U.S. DEPARTMENT OF THE INTERIORBUREAU OF LAND MANAGEMENT
Livestock grazing is a major activity in the Battle Mountain District. The most significant condition affecting grazing now is the drought that has persisted since 2012. For information about the drought, including monitoring reports and the Battle Mountain District Drought Environmental Assessment, please visit our Battle Mountain District Drought Information Page.
Permittees purchase animal unit months (AUMS) of livestock forage. An AUM is the amount of forage necessary for the sustenance of one cow and calf, five sheep, two burros or one horse for one month. About 275,596 AUMS of livestock forage are authorized annually.
BLM’s grazing regulations were revised in 1995 to ensure that livestock grazing is conducted in a manner the will sustain or improve the fundamental ecological health of public rangelands. Under the revised grazing regulations, each BLM state office worked with its citizen Resource Advisory Councils (RAC) to develop state and area specific Standards for Rangeland Health and Guidelines for Managing Livestock Grazing.
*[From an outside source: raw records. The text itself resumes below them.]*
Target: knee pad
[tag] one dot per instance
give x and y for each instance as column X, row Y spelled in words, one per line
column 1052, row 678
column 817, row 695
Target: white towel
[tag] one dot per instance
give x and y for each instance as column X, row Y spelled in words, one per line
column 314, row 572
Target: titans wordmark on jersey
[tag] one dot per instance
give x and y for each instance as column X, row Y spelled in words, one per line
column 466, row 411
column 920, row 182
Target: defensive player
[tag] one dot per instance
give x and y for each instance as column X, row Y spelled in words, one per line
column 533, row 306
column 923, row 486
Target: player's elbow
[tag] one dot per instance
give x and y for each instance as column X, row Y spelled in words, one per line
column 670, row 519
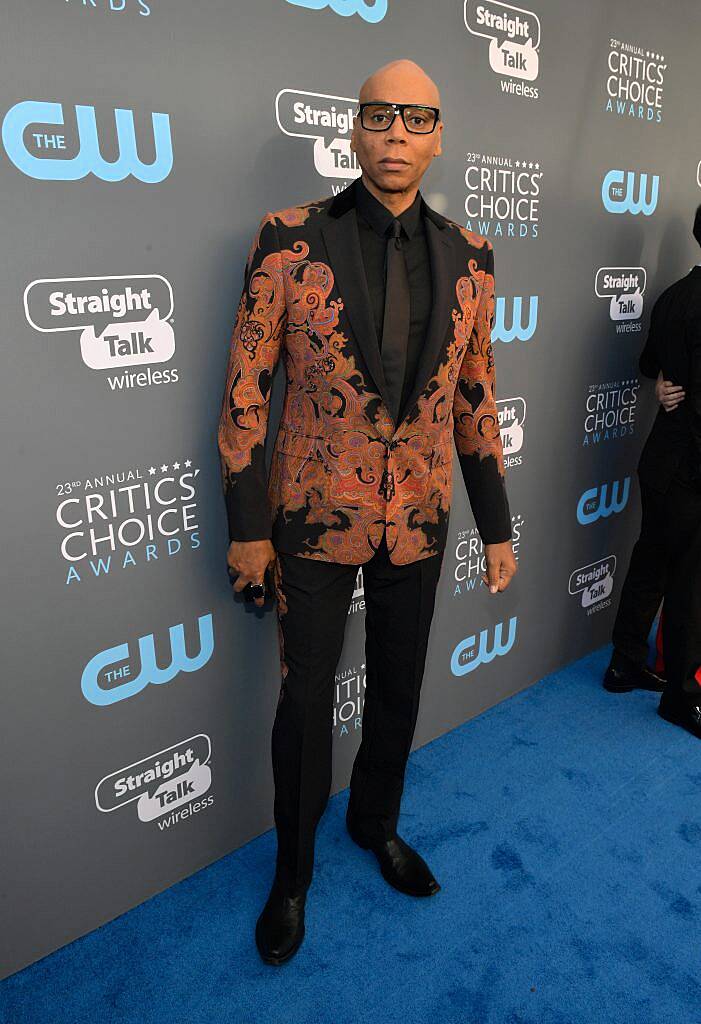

The Battle Mountain District which includes the Tonopah Field Station uses:
The intended outcome of the Standards and Guidelines will result in a balance of sustainable development and multiple use along with progress, over time, toward attaining desired rangeland conditions. Guidelines are based on science, best rangeland management practices, and public input. These recommended Standards and Guidelines reflect the stated goals of improving rangeland health while providing for the viability of the livestock industry, all wildlife species and wild horses and burros in the Northeastern and Mojave-Southern Great Basin areas.
The District conducts assessments of grazing allotments to determine if Standards for Rangeland Health are being achieved. If an assessment determines that an area is not meeting the standards for rangeland health, the field office prepares an analysis that identifies opportunities and methods to adjust grazing management, and initiates the changes needed to make significant progress in improving rangeland health. Permittees have the opportunity to be actively involved in the rangeland management process, through cooperative monitoring and proactive grazing use.
The range staff administers livestock grazing on 94 allotments and has 88 permittees; encompassing 10.5 million acres of land. Range staff issue grazing permits, completes billing for grazing on public land, assesses and mitigates the impacts of livestock grazing on rangeland health, oversees the installation and maintenance of range improvements and monitors livestock use to insure compliance with grazing rules and regulations.
Range is part of the renewable resources staff which includes other program areas such as wild horses and burros, wildlife, riparian and noxious weeds. The range program also provides support to other programs within the offices such as non renewable resources and fire. Currently, the range staff in the Battle Mountain Field Office consists of one team lead, four rangeland management specialists, one range technician and a range assistant. The Tonopah Field Station range staff consists of one team lead, three rangeland management specialists and a range technician.